I am embarrassed to admit it, but in this case, I had somehow deleted the entire folder of patterns files though I have no memory or reason to do so. I do have a neurological injury. I take medication that can affect my short-term memory...so that's my only excuse. But I have never before deleted a file or folder and forgot somehow. In the other case, I still don't know what happened. That time, exporting the file a second time solved the problem. Thanks you for the response.

Glad you found the problem and don't feel bad about the mistake – you'd be surprised by the small and seemingly silly mistakes even very experienced programmers make :sweat_smile: It comes up on our internal Slack all the time. This is actually kinda classic in programming: I usually do all the "hard stuff" correctly and then the problem is a small typo.

It's still good that this came up because we can definitely improve the error message in spaCy and tell the user that the path doesn't exist.
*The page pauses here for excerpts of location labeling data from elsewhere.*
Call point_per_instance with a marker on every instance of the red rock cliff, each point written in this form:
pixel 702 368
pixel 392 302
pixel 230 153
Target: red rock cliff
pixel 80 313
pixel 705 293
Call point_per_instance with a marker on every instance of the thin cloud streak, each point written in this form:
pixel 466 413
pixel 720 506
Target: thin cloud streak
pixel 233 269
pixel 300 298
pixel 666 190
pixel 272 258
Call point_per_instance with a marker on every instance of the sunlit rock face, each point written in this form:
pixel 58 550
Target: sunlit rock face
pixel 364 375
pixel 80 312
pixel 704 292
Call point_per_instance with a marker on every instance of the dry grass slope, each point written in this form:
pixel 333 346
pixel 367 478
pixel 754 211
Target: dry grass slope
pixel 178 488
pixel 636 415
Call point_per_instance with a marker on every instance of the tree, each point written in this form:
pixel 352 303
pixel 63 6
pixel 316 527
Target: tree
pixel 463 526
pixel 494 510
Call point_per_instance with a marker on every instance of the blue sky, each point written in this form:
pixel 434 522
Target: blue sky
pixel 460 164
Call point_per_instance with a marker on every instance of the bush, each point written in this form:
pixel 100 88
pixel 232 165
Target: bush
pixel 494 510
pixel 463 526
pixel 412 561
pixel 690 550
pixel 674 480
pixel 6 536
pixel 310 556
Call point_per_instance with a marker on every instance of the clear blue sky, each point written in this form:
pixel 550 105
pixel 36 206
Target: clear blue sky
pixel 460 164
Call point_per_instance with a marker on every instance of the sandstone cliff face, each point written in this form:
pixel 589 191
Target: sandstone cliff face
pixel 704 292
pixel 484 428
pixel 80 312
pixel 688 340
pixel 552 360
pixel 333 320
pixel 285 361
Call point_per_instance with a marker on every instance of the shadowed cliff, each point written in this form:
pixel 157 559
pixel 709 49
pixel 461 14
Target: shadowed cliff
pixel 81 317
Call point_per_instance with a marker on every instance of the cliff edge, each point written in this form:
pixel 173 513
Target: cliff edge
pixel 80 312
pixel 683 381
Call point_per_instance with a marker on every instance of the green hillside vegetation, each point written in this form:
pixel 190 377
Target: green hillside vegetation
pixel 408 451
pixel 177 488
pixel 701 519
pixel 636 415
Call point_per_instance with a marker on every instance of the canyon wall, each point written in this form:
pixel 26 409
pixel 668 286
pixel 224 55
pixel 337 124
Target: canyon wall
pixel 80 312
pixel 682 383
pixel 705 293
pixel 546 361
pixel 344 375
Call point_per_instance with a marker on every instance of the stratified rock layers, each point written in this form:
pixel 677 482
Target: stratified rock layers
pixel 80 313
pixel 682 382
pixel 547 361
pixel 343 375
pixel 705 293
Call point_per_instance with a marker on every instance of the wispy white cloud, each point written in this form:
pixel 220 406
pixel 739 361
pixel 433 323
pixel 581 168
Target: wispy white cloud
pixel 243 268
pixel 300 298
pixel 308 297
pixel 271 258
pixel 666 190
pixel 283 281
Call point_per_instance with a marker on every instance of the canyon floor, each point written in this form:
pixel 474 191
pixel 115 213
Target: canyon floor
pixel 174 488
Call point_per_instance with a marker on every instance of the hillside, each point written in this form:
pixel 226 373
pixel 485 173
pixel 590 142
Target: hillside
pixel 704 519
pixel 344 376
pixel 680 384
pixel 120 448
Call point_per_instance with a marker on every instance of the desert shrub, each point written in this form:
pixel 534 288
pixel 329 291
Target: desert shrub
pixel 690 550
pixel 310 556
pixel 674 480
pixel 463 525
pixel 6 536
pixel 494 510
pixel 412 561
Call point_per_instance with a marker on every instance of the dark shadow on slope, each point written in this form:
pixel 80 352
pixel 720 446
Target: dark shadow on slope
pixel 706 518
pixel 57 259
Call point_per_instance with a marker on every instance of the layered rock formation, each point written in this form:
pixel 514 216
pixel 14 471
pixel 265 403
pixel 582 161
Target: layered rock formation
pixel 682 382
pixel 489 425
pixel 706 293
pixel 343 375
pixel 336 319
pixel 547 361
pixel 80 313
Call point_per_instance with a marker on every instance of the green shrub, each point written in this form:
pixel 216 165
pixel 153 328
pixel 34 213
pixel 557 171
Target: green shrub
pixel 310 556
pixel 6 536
This will make it easier to track down the problem. I've put this on our list of spaCy enhancements!

1 Like

Thank you. Yes! If the error message had said "can't find file," I would have looked in a better place for answers. As it stands, I kept wondering, why would a text-based file have a config file?

Thank again.

The reason this error message ended up being confusing is that there are basically two ways to load an EntityRuler from disk:

  1. From a JSONL file containing only the patterns.
  2. From an already serialized entity ruler, saved out with EntityRuler.to_disk, which includes the patterns and a cfg file with the entity ruler settings.

Since the method supports both, it currently checks whether the file is a loadable JSONL and if not, it tries to load it from a directory. But it currently doesn't raise a custom error message for the case where the input is supposed to be a JSONL file that doesn't exist.